Filipino Cocido is a Spanish inspired soup dish of slow cooked meats usually pork, chicken and beef alongside sausages, beans, banana and vegetables.
Cocido in Spanish is the past participle of the verb cocer (“to cook”), so it literally means “cooked something”, that something can be anything like meats (pork, beef, chicken, mutton) and vegetables (cabbage, turnips, parsnips, potatoes, carrots and chickpeas). Cocido on its own is a complete meal, high energy and very nutritious hence during the past this dish was popular among physical laborers.
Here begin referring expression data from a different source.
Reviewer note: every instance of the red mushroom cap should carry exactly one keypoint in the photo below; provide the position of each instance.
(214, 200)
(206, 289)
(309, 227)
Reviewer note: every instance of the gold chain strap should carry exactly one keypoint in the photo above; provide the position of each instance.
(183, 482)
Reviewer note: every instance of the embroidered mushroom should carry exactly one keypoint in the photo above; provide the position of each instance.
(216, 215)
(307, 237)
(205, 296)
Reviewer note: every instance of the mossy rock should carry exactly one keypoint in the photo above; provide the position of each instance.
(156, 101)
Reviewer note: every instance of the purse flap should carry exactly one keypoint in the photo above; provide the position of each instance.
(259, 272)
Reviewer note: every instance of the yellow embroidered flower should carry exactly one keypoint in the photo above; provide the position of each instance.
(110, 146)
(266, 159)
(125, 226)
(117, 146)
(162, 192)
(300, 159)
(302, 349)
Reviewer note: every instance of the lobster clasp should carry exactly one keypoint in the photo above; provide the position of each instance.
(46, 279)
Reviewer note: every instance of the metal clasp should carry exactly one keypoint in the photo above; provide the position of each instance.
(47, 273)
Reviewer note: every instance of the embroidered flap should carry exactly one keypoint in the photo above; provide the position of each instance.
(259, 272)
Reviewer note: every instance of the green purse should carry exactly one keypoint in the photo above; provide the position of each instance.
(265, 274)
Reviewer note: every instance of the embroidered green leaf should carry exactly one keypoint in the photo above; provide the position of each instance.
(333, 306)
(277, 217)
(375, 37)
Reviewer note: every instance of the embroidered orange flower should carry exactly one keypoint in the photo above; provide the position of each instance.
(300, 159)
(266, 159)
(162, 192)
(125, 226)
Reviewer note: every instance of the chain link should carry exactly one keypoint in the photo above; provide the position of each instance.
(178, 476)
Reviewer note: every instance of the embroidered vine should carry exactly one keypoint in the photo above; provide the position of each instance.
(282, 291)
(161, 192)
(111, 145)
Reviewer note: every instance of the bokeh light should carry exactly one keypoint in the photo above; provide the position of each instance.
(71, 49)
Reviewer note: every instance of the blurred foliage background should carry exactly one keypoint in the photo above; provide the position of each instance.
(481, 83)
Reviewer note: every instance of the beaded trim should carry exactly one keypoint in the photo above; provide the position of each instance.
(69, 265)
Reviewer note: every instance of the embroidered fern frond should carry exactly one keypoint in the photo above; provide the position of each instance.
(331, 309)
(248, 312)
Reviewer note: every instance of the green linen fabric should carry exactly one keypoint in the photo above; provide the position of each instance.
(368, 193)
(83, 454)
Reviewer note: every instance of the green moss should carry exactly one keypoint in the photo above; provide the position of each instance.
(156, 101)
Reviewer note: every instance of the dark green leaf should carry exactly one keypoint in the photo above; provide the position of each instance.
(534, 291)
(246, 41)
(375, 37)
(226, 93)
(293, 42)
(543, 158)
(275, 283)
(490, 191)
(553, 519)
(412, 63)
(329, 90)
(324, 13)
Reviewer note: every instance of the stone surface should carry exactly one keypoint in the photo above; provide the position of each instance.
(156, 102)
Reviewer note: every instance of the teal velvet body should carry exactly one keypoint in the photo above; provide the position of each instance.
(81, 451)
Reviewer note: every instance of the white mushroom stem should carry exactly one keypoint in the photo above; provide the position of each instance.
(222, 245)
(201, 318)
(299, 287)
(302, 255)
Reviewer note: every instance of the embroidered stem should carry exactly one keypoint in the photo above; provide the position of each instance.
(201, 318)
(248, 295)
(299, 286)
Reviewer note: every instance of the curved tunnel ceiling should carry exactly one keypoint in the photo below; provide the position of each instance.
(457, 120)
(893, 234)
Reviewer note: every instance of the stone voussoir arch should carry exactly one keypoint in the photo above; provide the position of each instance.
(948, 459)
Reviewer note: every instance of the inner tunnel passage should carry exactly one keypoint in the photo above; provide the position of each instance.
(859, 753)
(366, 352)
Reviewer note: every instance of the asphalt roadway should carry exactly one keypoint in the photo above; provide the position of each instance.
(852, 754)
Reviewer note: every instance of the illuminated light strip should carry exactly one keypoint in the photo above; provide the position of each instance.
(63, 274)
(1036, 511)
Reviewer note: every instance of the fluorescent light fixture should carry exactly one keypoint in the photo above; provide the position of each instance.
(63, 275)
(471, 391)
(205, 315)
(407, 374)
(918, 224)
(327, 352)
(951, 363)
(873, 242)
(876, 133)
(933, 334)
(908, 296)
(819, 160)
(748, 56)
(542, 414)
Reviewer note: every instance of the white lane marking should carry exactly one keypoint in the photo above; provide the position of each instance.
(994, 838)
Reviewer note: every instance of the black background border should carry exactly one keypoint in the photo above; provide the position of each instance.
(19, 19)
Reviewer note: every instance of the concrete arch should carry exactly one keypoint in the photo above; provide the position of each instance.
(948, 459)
This dish was also popular during winter season where the soup can provide heat hence the vegetables you see this dish uses are winter vegetables.
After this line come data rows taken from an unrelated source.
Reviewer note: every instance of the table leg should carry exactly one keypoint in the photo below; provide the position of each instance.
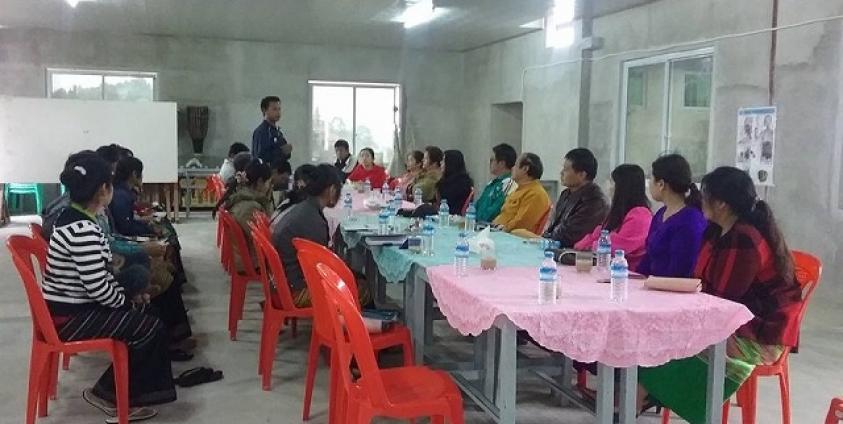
(605, 406)
(628, 395)
(188, 198)
(716, 377)
(506, 374)
(416, 314)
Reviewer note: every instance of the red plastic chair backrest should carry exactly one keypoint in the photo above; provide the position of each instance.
(23, 250)
(539, 230)
(235, 235)
(808, 270)
(272, 270)
(262, 223)
(468, 201)
(352, 339)
(310, 254)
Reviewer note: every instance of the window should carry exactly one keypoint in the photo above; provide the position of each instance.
(100, 85)
(365, 115)
(667, 108)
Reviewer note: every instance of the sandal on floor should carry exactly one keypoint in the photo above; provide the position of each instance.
(180, 356)
(135, 414)
(197, 376)
(101, 404)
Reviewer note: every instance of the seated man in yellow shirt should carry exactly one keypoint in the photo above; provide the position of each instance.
(526, 206)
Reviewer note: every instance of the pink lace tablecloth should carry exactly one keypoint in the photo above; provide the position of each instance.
(649, 329)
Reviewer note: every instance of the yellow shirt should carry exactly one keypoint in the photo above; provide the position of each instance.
(524, 208)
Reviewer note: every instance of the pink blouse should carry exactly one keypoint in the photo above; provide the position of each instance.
(631, 237)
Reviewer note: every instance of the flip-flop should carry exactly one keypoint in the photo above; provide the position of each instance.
(197, 376)
(98, 403)
(135, 414)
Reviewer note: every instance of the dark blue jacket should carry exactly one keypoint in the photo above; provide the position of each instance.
(267, 140)
(123, 210)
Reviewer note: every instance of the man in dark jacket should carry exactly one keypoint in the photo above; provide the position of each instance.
(582, 206)
(268, 142)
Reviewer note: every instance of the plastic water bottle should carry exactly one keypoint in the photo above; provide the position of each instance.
(619, 285)
(470, 218)
(444, 214)
(347, 206)
(387, 196)
(547, 280)
(428, 233)
(417, 197)
(383, 221)
(604, 253)
(461, 253)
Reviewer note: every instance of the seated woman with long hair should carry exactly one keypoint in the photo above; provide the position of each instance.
(629, 217)
(455, 185)
(86, 301)
(366, 169)
(744, 259)
(253, 195)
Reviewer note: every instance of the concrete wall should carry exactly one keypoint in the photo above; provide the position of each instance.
(232, 76)
(807, 85)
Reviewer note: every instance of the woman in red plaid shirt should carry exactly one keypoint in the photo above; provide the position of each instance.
(745, 259)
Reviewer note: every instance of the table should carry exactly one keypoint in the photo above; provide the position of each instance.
(189, 174)
(585, 326)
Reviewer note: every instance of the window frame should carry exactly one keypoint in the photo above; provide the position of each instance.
(102, 74)
(665, 59)
(354, 85)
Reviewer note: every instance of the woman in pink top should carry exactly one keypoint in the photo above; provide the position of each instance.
(629, 218)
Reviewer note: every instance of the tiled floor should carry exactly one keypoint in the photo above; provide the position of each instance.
(816, 371)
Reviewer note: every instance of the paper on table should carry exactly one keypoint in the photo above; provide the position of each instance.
(681, 285)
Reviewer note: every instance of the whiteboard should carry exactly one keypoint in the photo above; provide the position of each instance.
(37, 135)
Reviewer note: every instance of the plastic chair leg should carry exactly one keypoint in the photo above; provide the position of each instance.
(36, 392)
(120, 358)
(310, 377)
(784, 385)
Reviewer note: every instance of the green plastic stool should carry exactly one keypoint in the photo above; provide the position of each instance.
(13, 189)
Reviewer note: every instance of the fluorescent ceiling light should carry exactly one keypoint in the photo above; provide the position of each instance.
(419, 12)
(74, 3)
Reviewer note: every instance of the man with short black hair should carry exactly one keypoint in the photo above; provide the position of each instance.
(344, 161)
(526, 206)
(268, 142)
(582, 206)
(491, 201)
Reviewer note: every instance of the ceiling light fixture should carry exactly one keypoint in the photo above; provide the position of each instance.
(74, 3)
(418, 13)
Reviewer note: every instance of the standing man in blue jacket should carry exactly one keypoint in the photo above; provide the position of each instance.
(268, 142)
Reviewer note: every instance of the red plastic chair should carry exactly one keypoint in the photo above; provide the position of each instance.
(467, 202)
(808, 272)
(539, 229)
(46, 345)
(278, 306)
(835, 411)
(239, 279)
(310, 254)
(405, 393)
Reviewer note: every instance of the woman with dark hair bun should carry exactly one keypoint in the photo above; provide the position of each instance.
(675, 236)
(629, 216)
(745, 259)
(86, 302)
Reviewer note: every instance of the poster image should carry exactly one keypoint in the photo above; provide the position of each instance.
(756, 142)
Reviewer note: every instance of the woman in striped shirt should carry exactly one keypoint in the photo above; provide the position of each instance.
(86, 302)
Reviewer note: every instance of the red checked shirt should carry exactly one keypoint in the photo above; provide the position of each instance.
(740, 266)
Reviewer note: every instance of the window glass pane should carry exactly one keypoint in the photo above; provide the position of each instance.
(129, 88)
(644, 118)
(332, 118)
(376, 117)
(76, 86)
(690, 112)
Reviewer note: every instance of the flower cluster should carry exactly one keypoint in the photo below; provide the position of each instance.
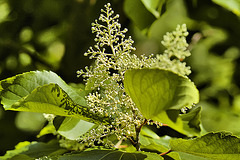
(176, 51)
(112, 54)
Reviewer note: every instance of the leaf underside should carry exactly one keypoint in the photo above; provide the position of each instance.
(159, 94)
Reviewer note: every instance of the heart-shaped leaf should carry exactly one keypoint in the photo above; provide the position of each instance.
(158, 93)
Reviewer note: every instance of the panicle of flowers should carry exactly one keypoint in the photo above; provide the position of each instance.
(112, 58)
(112, 54)
(176, 51)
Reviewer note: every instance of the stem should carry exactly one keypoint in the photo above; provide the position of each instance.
(138, 129)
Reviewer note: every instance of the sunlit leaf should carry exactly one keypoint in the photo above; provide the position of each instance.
(159, 94)
(152, 6)
(52, 99)
(232, 5)
(111, 155)
(14, 88)
(219, 146)
(73, 128)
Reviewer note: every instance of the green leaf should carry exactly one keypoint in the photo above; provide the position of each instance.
(219, 119)
(159, 94)
(219, 146)
(35, 125)
(34, 150)
(150, 141)
(111, 155)
(192, 121)
(153, 6)
(14, 88)
(232, 5)
(52, 99)
(73, 128)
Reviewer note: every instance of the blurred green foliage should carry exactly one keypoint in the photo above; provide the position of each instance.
(53, 35)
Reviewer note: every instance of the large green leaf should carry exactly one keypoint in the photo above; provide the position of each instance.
(27, 150)
(14, 88)
(52, 99)
(111, 155)
(159, 94)
(73, 128)
(218, 146)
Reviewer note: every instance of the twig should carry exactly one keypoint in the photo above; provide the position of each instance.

Cocido was then brought over to other Spanish colonies hence you see it in some Latin and South American countries as well as Philippines, in most of them the soup and meats were retained but the vegetables were replaced by what it available on that country. Another commonality among these regional variants is that cocido is served in multiple courses in the same meal. The first course is the soup, the second are the beans, root crops or plantains, then finally the meat and vegetables. Each course has a Spanish name and it is known as a vuelco (overturn) because the pot is turned over every time to search and empty out the ingredients of each course.
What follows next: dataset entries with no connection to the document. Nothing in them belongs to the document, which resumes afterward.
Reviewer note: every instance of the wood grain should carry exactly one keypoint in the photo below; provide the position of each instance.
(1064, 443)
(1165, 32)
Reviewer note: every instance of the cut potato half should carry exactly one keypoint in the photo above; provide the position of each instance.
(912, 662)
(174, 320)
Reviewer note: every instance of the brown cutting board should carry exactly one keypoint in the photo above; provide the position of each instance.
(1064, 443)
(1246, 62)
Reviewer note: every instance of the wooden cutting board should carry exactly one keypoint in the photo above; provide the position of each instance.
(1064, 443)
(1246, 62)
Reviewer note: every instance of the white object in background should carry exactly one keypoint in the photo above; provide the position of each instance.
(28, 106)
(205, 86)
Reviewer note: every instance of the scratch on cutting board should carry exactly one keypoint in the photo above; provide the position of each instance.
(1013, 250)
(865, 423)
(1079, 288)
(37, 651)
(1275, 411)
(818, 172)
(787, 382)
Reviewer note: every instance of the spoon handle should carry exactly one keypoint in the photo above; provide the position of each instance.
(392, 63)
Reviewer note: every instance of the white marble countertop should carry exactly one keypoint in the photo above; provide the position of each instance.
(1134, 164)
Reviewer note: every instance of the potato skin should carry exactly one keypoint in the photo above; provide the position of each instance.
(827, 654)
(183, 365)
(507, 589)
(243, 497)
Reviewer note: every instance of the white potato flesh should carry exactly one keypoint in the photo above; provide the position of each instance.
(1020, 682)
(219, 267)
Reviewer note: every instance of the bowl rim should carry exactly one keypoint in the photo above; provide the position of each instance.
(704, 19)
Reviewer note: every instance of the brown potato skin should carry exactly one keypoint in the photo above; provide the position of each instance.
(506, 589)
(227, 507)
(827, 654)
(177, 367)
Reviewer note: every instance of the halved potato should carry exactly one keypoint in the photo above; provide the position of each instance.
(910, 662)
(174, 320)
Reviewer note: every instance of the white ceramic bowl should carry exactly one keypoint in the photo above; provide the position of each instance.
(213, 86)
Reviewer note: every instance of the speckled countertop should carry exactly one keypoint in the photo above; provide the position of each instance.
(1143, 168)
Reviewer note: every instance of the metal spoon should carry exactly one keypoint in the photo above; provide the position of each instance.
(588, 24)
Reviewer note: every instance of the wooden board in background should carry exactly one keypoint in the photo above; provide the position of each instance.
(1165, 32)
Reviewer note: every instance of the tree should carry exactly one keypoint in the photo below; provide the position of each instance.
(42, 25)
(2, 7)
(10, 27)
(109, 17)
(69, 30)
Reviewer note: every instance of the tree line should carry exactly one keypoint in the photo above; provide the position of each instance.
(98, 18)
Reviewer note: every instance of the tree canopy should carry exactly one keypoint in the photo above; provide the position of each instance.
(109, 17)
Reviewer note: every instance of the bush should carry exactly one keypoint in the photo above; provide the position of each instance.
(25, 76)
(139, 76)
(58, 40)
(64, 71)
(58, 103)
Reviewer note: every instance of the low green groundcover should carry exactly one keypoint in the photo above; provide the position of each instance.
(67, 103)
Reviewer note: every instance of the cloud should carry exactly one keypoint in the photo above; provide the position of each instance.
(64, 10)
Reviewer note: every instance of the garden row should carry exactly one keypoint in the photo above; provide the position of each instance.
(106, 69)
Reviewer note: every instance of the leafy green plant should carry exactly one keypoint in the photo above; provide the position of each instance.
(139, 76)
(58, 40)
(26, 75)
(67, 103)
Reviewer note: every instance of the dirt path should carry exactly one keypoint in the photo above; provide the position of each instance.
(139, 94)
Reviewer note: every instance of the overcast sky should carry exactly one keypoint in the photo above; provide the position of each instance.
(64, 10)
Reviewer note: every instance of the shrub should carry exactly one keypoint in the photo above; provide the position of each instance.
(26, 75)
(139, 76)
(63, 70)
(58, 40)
The Filipino Cocido is nothing different, while we don’t serve it already like how the tradition states, we usually serve it as a viand served with rice. The unique thing about the Filipino version is that it uses saba bananas, a type of plantain that is sweet and not as starchy giving this dish a nice sweet taste. Back home this is quite and expensive dish to prepare hence it is usually prepared during special occasions like Christmas which is coming soon.
In a large soup pot heat oil then brown beef shanks, pork ribs and pork bacon hock on all sides. Remove from pot then set it aside.
Add more oil if needed then sauté garlic and onions.
Add peppercorns then put the browned meats back, pour water just enough to cover all the meat. Bring to a boil then lower heat and simmer for 1 hour. After the first hour add the chorizo de bilbao continue to simmer for 1 more hour. If water levels is too low add more water.
Add the saba bananas cook for 15 more minutes.
Add the chickpeas, cabbage and green beans then cook for 5 more minutes.
Season with salt and freshly ground black pepper then serve.